Well, one of the first questions to ask is, “how much time do I have to trade currencies and how long can I comfortably be in a position?”
We can identify different trading personalities by time frame. Take a look at these different styles and see which one may fit you.
- Scalping – Scalpers are very short-term traders, usually in and out of trades within seconds. Most forex brokers discourage this type of trading. It’s also extremely dangerous due the high number of lots required to make a decent profit off a couple pips. Not for the faint of heart or shallow pockets.
- Day traders – Day traders open and close positions in the same trading session.
- Swing traders – Swing trading holds trades for days.
- Position trading – Long term position traders hold trades from weeks to months at a time.
Next question to ask is, “how do I want to analyze the market and decide on which trades to take?”
- Technical Analysis – using charts and technical indicators to analyze the past price movements of a currency pair to possibly see where the price may go in the future.
- Fundamental Analysis – Watching and analyzing economic news reports and indicators such as GDP, CPI, Employment data, or any political news that may affect a country’s economy and their currency.
And finally are you a system trader, or are you a discretionary trader?

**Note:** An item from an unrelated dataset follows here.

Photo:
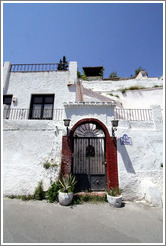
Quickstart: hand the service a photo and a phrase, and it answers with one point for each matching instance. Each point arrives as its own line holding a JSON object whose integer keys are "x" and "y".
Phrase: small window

- System Trader – a system trader or mechanical trader tends to take to signals from system of technical indicators to automatically enter and exit trades. For instance, if the stochastic indicator shows that the currency pair is oversold, the system trader will automatically enter a buy on the currency pair.
- Discretionary trader – this trading style usually refers to traders who use both technical and fundamental analysis. A trader’s technical method may signal a possible trade entry, but his or her analysis of the fundamental landscape may show a different story on the same pair.